Besides, the fast emerging security challenges on our Western front need to be taken seriously.
Opportunities In Energy Sector And Mining
Afghanistan has at least USD 1 to 3 trillion of mineral resources including iron ore, marble, copper, gold, lead, zinc and rare minerals. It is also a major source of gemstones and 45 percent of its exports in 2019 comprised rare metals, gems and jewelry. Additionally, it is called “the Saudi Arabia of lithium”, due to the huge reserves of the same. The deposits, along with similar reserves in KP and Balochistan, offer an excellent opportunity to develop integrated minerals’ processing value chains in the region to secure operational synergies.

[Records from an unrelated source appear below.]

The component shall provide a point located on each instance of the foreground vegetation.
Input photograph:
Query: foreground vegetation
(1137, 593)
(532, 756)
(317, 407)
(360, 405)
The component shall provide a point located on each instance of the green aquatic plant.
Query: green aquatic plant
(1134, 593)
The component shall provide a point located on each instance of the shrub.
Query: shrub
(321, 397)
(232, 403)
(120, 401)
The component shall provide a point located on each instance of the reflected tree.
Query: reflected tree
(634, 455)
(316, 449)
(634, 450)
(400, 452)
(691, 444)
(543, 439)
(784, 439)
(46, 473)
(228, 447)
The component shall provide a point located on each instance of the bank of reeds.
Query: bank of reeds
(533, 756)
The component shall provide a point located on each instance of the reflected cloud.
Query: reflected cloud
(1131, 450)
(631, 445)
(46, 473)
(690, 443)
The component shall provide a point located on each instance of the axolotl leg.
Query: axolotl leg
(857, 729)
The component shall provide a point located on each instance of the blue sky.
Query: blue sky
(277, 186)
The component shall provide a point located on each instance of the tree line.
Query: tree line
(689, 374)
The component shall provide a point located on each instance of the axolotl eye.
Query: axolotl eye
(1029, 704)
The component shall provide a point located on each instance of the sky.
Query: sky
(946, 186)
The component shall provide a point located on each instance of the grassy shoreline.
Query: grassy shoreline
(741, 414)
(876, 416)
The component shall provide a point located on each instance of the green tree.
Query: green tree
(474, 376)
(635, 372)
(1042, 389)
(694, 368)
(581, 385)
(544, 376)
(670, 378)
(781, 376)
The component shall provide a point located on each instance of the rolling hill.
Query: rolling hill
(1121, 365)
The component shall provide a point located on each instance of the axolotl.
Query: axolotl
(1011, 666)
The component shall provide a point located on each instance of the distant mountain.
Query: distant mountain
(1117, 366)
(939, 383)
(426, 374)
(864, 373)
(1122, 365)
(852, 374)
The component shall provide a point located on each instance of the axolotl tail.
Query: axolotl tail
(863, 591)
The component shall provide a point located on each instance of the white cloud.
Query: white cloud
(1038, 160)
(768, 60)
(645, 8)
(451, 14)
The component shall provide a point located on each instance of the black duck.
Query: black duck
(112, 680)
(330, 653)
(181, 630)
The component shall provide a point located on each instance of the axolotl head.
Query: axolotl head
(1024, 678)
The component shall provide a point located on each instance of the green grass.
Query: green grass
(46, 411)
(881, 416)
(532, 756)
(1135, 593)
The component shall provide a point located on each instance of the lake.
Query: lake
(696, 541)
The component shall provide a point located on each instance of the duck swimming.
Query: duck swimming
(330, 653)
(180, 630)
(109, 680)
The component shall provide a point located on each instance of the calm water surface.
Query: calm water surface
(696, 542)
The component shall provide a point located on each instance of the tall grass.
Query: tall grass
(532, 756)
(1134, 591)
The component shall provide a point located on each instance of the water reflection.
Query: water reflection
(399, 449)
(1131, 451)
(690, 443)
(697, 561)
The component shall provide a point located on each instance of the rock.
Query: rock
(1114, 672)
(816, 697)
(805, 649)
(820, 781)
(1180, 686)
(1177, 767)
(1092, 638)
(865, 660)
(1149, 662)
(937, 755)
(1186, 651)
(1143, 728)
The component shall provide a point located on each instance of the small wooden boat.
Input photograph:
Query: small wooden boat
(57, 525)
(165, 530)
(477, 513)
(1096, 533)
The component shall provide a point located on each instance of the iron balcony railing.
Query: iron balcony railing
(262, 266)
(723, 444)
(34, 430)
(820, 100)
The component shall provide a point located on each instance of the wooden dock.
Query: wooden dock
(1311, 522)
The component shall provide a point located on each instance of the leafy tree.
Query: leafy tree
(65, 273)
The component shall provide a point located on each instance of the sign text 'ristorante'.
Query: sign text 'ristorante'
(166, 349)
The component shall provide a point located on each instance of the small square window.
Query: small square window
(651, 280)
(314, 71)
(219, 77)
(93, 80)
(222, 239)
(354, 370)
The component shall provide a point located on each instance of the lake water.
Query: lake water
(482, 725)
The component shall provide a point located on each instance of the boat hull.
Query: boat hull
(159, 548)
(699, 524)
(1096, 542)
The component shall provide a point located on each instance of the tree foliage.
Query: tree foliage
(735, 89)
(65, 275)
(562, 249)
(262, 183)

It also harbours 2.1 billion barrels of recoverable oil and 16 TCF of natural gas.
Pakistan could offer help to Afghanistan to become energy self-sufficient. This would automatically give birth to other associated industries such as petrochemicals.
The initiative can only succeed if handled by professionals. Otherwise it would also meet the same fate as the USD 20 billion MOUs with Saudi Arabia signed in February 2019 and the subsequent visit of the Saudi delegation between September 4 and 6, 2019.
Major Cause Of The Current Status
The above plethora of opportunities if realized can transform the entire region. However, the said transformation needs professionals equipped with the required knowledge and versatile skills set to lead and manage it. Unfortunately, Pakistan is in the stranglehold of bureaucrats since inception, a tier majorly deficient in the above credentials.
In view of the same and the given complex challenges I am an ardent supporter of the introduction of a professional tier in the ministries at the top. The capacity gaps of the current dispensation in this era of knowledge-based economies are so obvious. The most recent example is the hullabaloo we heard about the performance recognition certificates distributed in February by the earlier PM to the ministries, but nobody talked about the flaws in the selected targets.
A quick review of the current performance targets of the Petroleum Division tells us that even “circular debt” and oil and gas reserves replacement are not there in the list, while South-North pipeline is still in the feasibility stage. The list mentions some ongoing performance evaluations but is silent about the yardstick.
Similarly, the LNG terminals are altogether missing, and while setting up of a high performance technical group is a target, we don’t see its signs yet. Even if an attempt is made to form the group, the professionals would avoid becoming a part of it — because it would entail reporting to bureaucrats and getting along with their suffocating capacity deficiencies.
Until this fundamental flaw in the governance structure is addressed, the country would continue to struggle. It’s not the processes or policies we are so fond of routinely tweaking with, rather we need professionalization at the top for ‘effective prioritization and execution’.
What Is To Be Done?
Comprehensive negotiations need to be held with Afghanistan in the above backdrop. The initiative can only succeed if handled by professionals. Otherwise it would also meet the same fate as the USD 20 billion MOUs with Saudi Arabia signed in February 2019 and the subsequent visit of the Saudi delegation between September 4 and 6, 2019.